RACHEL MARTIN, HOST:
President Trump has been talking about the border for a very long time, and today, he's going to take a look for himself. He will tour the Southern border and look at prototypes of the wall he wants to build to keep people from coming into the country illegally. As NPR's Richard Gonzales reports, the prototypes are being displayed near 14 miles of border fencing in California that's topped with razor wire.
RICHARD GONZALES, BYLINE: To get a good look at the existing border fence, just go to the San Diego district of San Ysidro, just north of the border with Tijuana. There's a massive, premium outlet mall with retail names familiar to any American consumer.
DAVID FLORES: You'll see a lot of pedestrians shop here. And this is now a regional international shopping center where you get international visitors coming to shop here.

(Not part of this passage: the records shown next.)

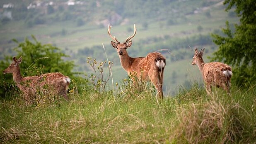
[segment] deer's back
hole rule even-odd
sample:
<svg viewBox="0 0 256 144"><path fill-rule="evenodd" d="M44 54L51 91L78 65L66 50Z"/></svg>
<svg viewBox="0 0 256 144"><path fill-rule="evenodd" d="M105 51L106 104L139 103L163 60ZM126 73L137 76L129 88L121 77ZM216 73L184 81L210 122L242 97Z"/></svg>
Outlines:
<svg viewBox="0 0 256 144"><path fill-rule="evenodd" d="M26 85L29 84L31 87L34 87L46 84L60 85L61 83L67 82L65 79L69 78L61 73L53 72L24 77L22 82Z"/></svg>
<svg viewBox="0 0 256 144"><path fill-rule="evenodd" d="M228 65L220 62L212 62L204 64L202 72L207 83L219 85L228 79L223 72L228 70L232 71L231 67Z"/></svg>

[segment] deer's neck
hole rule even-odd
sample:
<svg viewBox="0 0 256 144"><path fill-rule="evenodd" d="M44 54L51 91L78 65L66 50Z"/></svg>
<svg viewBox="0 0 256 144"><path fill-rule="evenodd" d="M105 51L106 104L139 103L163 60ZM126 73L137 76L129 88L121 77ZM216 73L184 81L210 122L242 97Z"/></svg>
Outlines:
<svg viewBox="0 0 256 144"><path fill-rule="evenodd" d="M12 74L13 75L13 81L19 87L19 83L22 79L22 77L20 74L19 67L18 67L16 70L12 73Z"/></svg>
<svg viewBox="0 0 256 144"><path fill-rule="evenodd" d="M201 58L198 60L198 62L197 63L197 66L199 68L199 70L201 72L203 73L203 69L205 65L205 63L203 60L203 58Z"/></svg>
<svg viewBox="0 0 256 144"><path fill-rule="evenodd" d="M129 72L130 69L132 58L130 57L128 55L128 54L123 56L119 55L119 58L120 58L120 62L126 72Z"/></svg>

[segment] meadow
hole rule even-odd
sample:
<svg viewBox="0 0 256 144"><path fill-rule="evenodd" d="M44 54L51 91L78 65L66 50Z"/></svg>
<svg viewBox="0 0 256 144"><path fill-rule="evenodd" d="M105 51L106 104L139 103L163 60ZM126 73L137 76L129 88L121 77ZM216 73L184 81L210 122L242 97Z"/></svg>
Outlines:
<svg viewBox="0 0 256 144"><path fill-rule="evenodd" d="M139 90L129 84L114 93L70 93L70 102L52 96L28 105L13 95L1 101L0 142L255 142L255 85L234 86L230 95L220 89L207 95L203 87L192 85L162 100L150 86Z"/></svg>
<svg viewBox="0 0 256 144"><path fill-rule="evenodd" d="M64 60L74 62L73 71L84 82L85 75L93 71L86 63L88 57L98 64L106 60L103 44L109 60L114 62L114 86L110 80L106 89L99 91L87 83L77 92L78 81L74 80L68 90L70 101L54 95L39 94L32 103L28 103L14 84L8 84L12 91L0 97L0 143L255 143L256 85L246 88L232 83L230 95L215 88L208 95L198 67L191 64L196 48L205 47L206 62L218 48L211 33L223 34L221 30L227 20L231 27L239 23L232 12L225 12L223 1L174 0L164 7L163 2L150 3L149 7L146 5L149 2L138 1L145 2L142 9L124 1L127 5L120 14L122 20L127 17L129 21L112 24L111 33L123 41L136 24L137 33L127 50L131 57L167 49L160 51L167 58L162 100L150 83L134 86L111 46L107 28L95 24L111 19L108 13L119 10L111 9L111 0L104 1L101 8L87 8L90 2L95 2L89 0L88 5L77 9L70 7L61 11L58 8L51 14L26 10L22 12L27 13L26 19L0 23L0 60L16 55L13 48L17 44L12 39L22 42L26 37L32 39L33 35L43 44L56 46L70 56ZM151 11L154 5L160 8L158 11ZM133 13L142 9L148 12ZM73 19L51 21L69 13ZM41 16L45 23L28 26L28 21ZM76 22L81 18L85 23L78 26ZM44 60L45 63L47 60ZM1 78L5 84L5 78Z"/></svg>

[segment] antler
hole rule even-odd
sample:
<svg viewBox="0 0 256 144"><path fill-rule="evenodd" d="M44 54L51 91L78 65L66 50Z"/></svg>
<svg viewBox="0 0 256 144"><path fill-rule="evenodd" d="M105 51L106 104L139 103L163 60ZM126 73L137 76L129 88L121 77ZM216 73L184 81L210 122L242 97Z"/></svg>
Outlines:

GONZALES: David Flores works for Casa Familiar, a local nonprofit focused on revitalizing the economy of this border district. On a driving tour, he turns to the back end of the mall, which butts up against a triple-layered fence separating the United States from Mexico. There's a stunning contrast between the mall that attracts shoppers from Tijuana and the fence that's designed to keep other Mexicans out, says the CEO of Casa Familiar, Lisa Cuestas.
LISA CUESTAS: It doesn't matter that that fence is there. There's something bigger going on here.
GONZALES: She's talking about the economic links between communities on both sides of the border, but as President Trump visits this border district today to inspect the prototypes of the wall he hopes to build, commerce is not likely to be high on his agenda. And that's OK with Jeff Schwilk, founder of San Diegans for Secure Borders. Schwilk says the existing fence between, 14-18 feet high, is good, but a taller wall would be even better.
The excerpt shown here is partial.